The AA (what used to be the Automobile Association) has told us that penalties for mobile phone use while driving have led to less mobile phone use while driving. Something which seems fair enough if we’re honest about it. But sadly that’s not quite how it has been put. Rather, the implication is that less mobile phone usage has led to fewer driving problems overall and we’ve simply not got the evidence to support that:
A crackdown on mobile phone use at the wheel has cut the number of offences by half, new figures show.
Around 39,000 fixed penalty notices (FPNs) were issued to drivers between March and December last year compared with 74,000 during the same period in 2016, according to police data.
The 47 per cent decline is due to a combination of harsher punishments, road safety campaigns and a lack of enforcement due to reductions in traffic officer numbers, according to the AA.
There’s much there that is true. The effect of any punishment is the severity of the punishment times the likelihood of being caught. Up goes the penalty, the more the effect therefore. We’d also expect more attention being paid to this new offence to lead to less of the offence. That’s all just fine.

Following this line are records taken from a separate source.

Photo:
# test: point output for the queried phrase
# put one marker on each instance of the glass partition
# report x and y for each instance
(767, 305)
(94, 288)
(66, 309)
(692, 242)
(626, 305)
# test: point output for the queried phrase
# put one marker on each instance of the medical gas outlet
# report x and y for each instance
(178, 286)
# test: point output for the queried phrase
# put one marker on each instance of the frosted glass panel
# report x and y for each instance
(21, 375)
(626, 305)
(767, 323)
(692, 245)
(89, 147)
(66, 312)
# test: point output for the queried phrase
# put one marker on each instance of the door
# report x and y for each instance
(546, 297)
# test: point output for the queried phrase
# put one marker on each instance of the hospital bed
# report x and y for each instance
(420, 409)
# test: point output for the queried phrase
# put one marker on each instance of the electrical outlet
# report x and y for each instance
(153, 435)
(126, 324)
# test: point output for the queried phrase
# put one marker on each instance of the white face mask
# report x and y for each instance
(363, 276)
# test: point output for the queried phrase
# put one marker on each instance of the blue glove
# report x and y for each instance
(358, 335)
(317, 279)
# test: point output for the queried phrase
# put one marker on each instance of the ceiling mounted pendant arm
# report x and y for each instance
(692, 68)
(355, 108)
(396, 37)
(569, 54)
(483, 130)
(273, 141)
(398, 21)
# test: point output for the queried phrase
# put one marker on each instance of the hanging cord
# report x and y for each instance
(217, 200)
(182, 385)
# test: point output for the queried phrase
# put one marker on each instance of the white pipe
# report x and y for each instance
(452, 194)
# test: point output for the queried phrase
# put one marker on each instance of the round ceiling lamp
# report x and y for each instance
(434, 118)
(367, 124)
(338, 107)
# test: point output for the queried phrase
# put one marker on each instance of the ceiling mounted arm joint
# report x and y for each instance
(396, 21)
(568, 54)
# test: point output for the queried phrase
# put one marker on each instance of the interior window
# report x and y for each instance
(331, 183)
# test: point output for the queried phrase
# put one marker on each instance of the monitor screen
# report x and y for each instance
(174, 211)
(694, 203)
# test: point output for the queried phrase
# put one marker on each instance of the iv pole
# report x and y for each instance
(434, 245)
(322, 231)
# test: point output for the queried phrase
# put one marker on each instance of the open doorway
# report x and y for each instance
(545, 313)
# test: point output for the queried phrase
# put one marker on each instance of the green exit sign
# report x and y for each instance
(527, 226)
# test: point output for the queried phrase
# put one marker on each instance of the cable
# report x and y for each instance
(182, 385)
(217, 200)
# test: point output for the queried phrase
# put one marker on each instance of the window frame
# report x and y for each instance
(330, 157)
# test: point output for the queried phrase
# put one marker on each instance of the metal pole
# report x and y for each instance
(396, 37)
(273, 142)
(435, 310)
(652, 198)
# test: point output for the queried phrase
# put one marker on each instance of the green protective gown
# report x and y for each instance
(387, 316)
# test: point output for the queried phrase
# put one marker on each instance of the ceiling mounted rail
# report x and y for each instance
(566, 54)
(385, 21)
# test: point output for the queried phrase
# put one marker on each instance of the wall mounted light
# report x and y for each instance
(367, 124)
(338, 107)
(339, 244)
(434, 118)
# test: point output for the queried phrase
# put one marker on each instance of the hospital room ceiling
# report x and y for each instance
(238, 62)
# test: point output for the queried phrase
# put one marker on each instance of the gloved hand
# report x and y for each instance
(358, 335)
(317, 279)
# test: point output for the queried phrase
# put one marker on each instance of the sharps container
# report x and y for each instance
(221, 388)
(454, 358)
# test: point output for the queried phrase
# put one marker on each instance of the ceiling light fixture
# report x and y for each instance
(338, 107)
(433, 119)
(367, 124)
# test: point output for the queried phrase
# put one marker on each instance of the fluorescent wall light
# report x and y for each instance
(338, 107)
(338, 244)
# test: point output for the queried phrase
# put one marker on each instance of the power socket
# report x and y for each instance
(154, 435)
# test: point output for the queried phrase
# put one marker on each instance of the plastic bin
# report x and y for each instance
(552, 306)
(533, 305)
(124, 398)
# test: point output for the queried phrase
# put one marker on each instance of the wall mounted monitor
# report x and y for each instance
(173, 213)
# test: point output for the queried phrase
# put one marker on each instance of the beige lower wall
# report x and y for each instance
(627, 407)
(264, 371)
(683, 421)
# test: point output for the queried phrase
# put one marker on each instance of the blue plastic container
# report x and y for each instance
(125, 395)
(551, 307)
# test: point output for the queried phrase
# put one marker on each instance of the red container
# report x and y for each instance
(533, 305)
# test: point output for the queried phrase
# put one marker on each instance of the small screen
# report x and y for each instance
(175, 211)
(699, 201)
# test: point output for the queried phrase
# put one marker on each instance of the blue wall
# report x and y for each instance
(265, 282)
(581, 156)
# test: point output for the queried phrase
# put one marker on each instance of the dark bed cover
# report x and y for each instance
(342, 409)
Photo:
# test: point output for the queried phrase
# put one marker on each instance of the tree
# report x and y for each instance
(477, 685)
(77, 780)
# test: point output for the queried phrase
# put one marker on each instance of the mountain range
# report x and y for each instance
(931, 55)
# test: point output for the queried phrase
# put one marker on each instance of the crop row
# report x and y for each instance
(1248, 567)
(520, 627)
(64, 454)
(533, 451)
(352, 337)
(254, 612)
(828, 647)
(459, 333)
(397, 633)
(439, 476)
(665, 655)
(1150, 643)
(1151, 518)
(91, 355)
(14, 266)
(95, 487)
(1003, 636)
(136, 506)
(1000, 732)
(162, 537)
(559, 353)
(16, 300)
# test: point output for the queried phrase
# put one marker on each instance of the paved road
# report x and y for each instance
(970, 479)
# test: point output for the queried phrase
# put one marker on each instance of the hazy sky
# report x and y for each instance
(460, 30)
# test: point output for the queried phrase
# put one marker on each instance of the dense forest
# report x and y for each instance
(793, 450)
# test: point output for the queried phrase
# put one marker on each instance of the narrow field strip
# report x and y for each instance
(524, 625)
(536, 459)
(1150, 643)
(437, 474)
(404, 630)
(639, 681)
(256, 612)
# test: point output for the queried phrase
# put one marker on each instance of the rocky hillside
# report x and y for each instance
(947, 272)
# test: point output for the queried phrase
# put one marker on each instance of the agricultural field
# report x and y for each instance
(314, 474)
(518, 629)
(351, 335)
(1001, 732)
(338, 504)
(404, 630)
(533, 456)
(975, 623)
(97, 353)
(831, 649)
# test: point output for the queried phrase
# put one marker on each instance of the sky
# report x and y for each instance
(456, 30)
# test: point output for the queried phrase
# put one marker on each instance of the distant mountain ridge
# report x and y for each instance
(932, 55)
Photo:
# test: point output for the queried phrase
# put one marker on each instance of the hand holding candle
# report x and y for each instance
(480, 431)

But look at the way that reads. That total offences have fallen. Which isn’t what is being said nor what is supported:
It has taken increased fines of £200 and the threat of six penalty points to kerb the number of drivers using phones at the wheel, a new study has revealed.
Authorities doubled the punishment for those caught operating a handheld device when driving in March last year, and records have shown that it’s reduced the number of offenders – as well as line the pockets of the Government.
A freedom of information request to the nation’s police forces revealed that 30,470 fixed penalty notices were handed out for phone use at the wheel last year, down from 46,594 in 2016 – a decline of 39 per cent.
The measurement is of the number of people punished for mobile phone usage. Which isn’t what we want to know at all. The actual thing we’re interested in is the number of accidents in total. For why do we ban mobile usage? Because it can cause accidents. The effect of the ban on the thing we’re interested in has been? We don’t know, not a Scooby.
Which is a pity because it would be interesting to know what the hell the effect of throwing people into chokey is, wouldn’t it? Rather than how many people we can catch having made up a new offence?